Every diocese is obliged by Canon Law and by the Pontifical Commission for the Cultural Heritage of the Church, to maintain an archive. The Diocesan Archive ensures that all records generated by the Bishop and his administration, are “preserved [boxed and listed], transmitted, renewed and appreciated because they represent the most direct connection with the heritage of the Church Community.
The Archives of the Catholic Diocese of Christchurch had its beginnings in a collection of material from the time of its first Bishop, Bishop Grimes. This collection contained everything, from his diaries to his lantern slides, his letters to his bus tickets — everything that passed over his desk, in both directions. The Diocesan Archives has remained at its core the material the Bishop of the day has dealt with.
For more information on our Archives please contact the office on 03 353 0752 or email email@example.com
what we hold
The Catholic Diocese of Christchurch Archives has remained at its core the material the Bishop of the day has dealt with. There are many significant areas within the Christchurch Diocesan Archives relating to the building of the Cathedral of the Blessed Sacrament and to its later reorganization, to parishes, schools, buildings, events and organizations.
A significant collection of photographs is held, catalogued by a dedicated group of volunteers who continue to index and make the archives accessible.
There is a growing collection of objects — everything from presentation trowels and keys to sports trophies, artworks and medals.
And finally, we hold an extensive reference library, which compliments the Archives collection and helps staff and researchers contextualize the extant archives.

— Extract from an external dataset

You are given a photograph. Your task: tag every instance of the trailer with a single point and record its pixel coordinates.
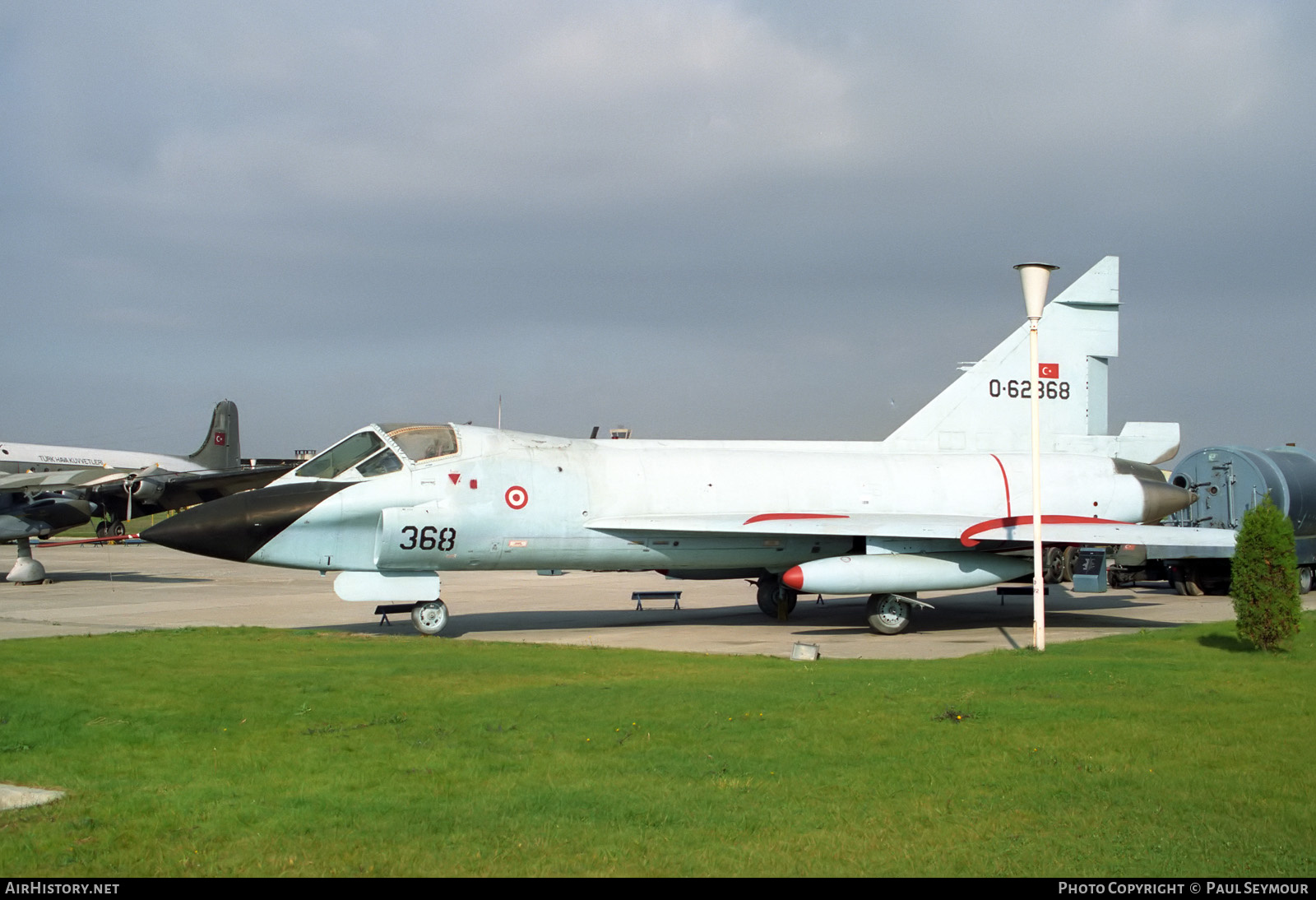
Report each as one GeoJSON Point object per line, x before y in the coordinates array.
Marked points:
{"type": "Point", "coordinates": [1228, 482]}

To follow is a small taster of the type of items we hold at the Archives:
Letter from Francis Petre, architect, to Bishop Grimes suggesting an alternative design for the Cathedral of the Blessed Sacrament 6 February 1899
Diary of Bishop Grimes 1911
During the consecration of a Bishop two ornamental loaves of bread and two small ornamental barrels of wine are used, decorated two with silver and two with gold, bearing the escutcheons of the Consecrator and of the Bishop-elect. These were used in the consecration of Bishop Ashby 1964.